At this point, everyone has probably already tried CBD edibles in some way, shape, or form. Specifically patronized by those who struggle to tolerate smoke, CBD edibles provide whole plant chemistry that’s fun, tasty, and undeniably convenient.
But what if you could enjoy whole plant chemistry straight from the source? We’re talking about eating raw CBD hemp flower as is. It’s a curious thought, but probably something you’ve wondered about in the past. And we’re here to answer all of your questions.
Is It Safe to Eat Raw CBD Hemp Flower?
Skip Ahead to Topic
Before you put anything in your mouth, you should probably ask about safety. In the case of raw hemp flowers, it might not seem like such a threat. It is a natural, plant-based product after all.
To be fair, that’s not necessarily false. The hemp flower is just essentially the buds of the hemp plant. They’re harvested and then cured from farms, with (ideally) no exposure to chemicals and pesticides.
Lots of vendors out there will even give you a detailed run-down of their hemp flower harvesting and handling process. This gives buyers the reassurance and confidence that the flower they buy doesn’t contain any dangerous chemicals.
So safety-wise, as long as you’re buying from a reputable source, it should be safe to eat raw hemp flowers. But is it effective?
Is Eating Hemp Flower Effective?
We would imagine that you’re looking to eat hemp flowers not because of flavor but because of the plant’s effects. Strongly believed to provide users a sense of calm, relaxation, and cognitive and physical wellness, hemp works wonders to target all sorts of discomfort and stress.

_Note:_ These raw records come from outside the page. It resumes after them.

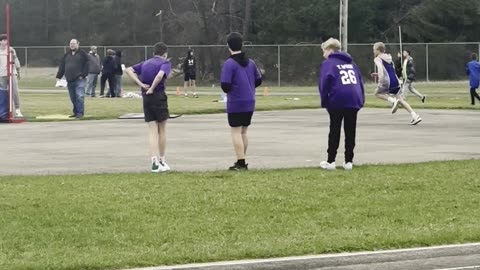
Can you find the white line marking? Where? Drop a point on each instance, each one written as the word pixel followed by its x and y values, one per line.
pixel 460 268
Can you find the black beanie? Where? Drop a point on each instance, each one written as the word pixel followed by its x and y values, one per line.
pixel 235 41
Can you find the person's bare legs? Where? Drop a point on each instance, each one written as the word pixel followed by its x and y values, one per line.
pixel 412 89
pixel 194 86
pixel 245 140
pixel 237 140
pixel 162 138
pixel 153 138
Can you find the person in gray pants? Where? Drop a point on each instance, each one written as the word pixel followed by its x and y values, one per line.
pixel 16 73
pixel 94 68
pixel 409 76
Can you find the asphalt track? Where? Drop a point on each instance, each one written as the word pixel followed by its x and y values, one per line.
pixel 453 257
pixel 278 139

Unfortunately, however, simply eating the stuff might not produce the effects you’re hoping for. That’s because compounds in hemp need heat in order to activate (more on this later.)

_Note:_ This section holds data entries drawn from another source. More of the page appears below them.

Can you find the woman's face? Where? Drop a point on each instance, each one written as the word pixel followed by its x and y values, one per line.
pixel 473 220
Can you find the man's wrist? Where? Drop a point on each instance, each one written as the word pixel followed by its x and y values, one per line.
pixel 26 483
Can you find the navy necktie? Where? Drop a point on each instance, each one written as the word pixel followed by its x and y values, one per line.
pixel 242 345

However, some studies suggest that consuming raw hemp flower as is might give you access to certain precursor compounds that allegedly provide benefits in and of themselves. These are cannabinoid acids that exist in fresh, raw plants.
According to some researchers, consuming these cannabinoid acids could provide users with similar wellness benefits, although not as strong. Thus presently, activating these acids with heat remains the ideal course of action for taking a CBD flower dose.
What is Decarboxylation?
Now, we get into the science of it all. Decarboxylation is just a fancy term for ‘apply heat’. By subjecting hemp to heat, you remove a carboxyl group and substitute carbon dioxide. On a cellular level, this changes the cannabinoid acids into actual cannabinoids.

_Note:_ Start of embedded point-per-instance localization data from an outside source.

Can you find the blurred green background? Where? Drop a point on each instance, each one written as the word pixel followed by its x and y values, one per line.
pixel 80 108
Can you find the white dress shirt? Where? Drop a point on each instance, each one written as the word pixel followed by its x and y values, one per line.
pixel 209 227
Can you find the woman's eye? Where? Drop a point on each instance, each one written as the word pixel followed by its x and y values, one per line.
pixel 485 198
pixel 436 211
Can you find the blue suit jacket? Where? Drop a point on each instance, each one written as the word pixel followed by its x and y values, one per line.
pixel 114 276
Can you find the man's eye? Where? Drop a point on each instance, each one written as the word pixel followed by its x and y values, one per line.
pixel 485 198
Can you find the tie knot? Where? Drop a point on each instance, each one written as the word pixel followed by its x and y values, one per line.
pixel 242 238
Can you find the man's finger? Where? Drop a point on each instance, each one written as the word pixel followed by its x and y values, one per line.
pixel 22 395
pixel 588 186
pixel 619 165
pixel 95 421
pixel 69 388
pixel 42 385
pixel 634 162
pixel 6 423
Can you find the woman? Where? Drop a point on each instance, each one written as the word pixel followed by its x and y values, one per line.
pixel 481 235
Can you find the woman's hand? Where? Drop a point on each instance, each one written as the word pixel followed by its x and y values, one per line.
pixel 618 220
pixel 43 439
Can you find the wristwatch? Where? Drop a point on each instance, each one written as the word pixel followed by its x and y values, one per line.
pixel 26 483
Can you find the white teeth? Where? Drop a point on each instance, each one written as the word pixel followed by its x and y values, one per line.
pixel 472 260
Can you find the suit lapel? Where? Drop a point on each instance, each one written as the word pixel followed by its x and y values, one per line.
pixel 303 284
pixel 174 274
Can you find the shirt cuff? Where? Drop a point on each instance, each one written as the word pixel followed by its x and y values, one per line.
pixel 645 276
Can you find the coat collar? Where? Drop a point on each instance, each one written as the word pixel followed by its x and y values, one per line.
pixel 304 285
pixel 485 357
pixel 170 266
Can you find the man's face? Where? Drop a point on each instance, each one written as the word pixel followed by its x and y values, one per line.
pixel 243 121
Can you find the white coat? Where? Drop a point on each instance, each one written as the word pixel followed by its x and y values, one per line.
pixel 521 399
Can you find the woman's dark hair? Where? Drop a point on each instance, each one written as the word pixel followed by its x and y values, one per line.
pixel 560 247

This family of activated organic compounds is what interacts with the cannabinoid receptors throughout the central nervous system. That’s why you’ll notice that most hemp-derived and infused products use heat at some step along the manufacturing process.
Without decarboxylation, you can’t get the signature benefits of hemp. Thus simply eating the raw flower doesn’t provide the same effects as eating edibles that have gone through the healing process.
At best, eating hemp flowers would be like getting a double portion of the fiber in a day. Sure, it might improve your digestive process and help you achieve some level of regularity. But other than that, you can’t expect those coveted hemp-induced benefits to override your system.
How CBD Edibles are Made
To better understand how decarboxylation works, let’s take a quick look into how edibles are made. Remember that every process of hemp flower use will require heat at some point. And the same goes for every kind of edible on the market.
For instance, gummies, chocolates, and even drinks use hemp flower extracts that come from heated, activated hemp flower samples. To do this, manufacturers break apart the flower and take away the stems, stalks, and seeds.
Then they lay out the flower on a metal sheet or baking pan which they then pop into an oven at a specific heat. Usually, it’s about 250°F. The heating process takes anywhere from 30 to 45 minutes, after which the flower is taken out and placed soaking in high-proof alcohol or in a carrier oil.
The soak lasts for weeks to months, depending on the manufacturer’s process. This draws out the plant chemistry and infuses the liquid with the activated cannabinoids from the hemp samples.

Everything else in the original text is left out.